Il est d’une importance vitale pour tous les membres de la communauté équestre de se familiariser avec la Politique sur les abus, les Directives de protection de l’athlète et le Code de conduite et d’éthique de CE afin de s’éduquer sur les façons de reconnaître et de rapporter des incidents de maltraitance.
La formation sur le sport sécuritaire est maintenant obligatoire pour l’ensemble des titulaires de licence sportive, des entraîneurs et entraîneures, des bénévoles, des membres du personnel et des officiels et officielles. Toute personne qui souhaite dénoncer des abus peut s’adresser au processus indépendant mis en place par CE dans le but de recevoir les plaintes d’inconduite. Lorsque cela est nécessaire et justifié, les autorités sont appelées à intervenir.
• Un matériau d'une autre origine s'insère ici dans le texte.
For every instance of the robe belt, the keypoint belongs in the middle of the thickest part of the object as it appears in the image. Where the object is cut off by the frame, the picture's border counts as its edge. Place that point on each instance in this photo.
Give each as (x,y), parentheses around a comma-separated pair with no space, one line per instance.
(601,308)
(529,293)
En tant que communauté, nous devons normaliser le fait de parler ouvertement de ce qui n’est pas acceptable en matière de comportement. Nous devons également créer des espaces sécuritaires où l’empathie des chevaux peut être appréciée et où l’amour du sport et de la compétition peuvent s’épanouir. Les abus, le harcèlement et les mauvais traitements ne seront pas tolérés. La honte n’a pas sa place ici.
Vous n’êtes jamais seuls. Nous sommes à l’écoute.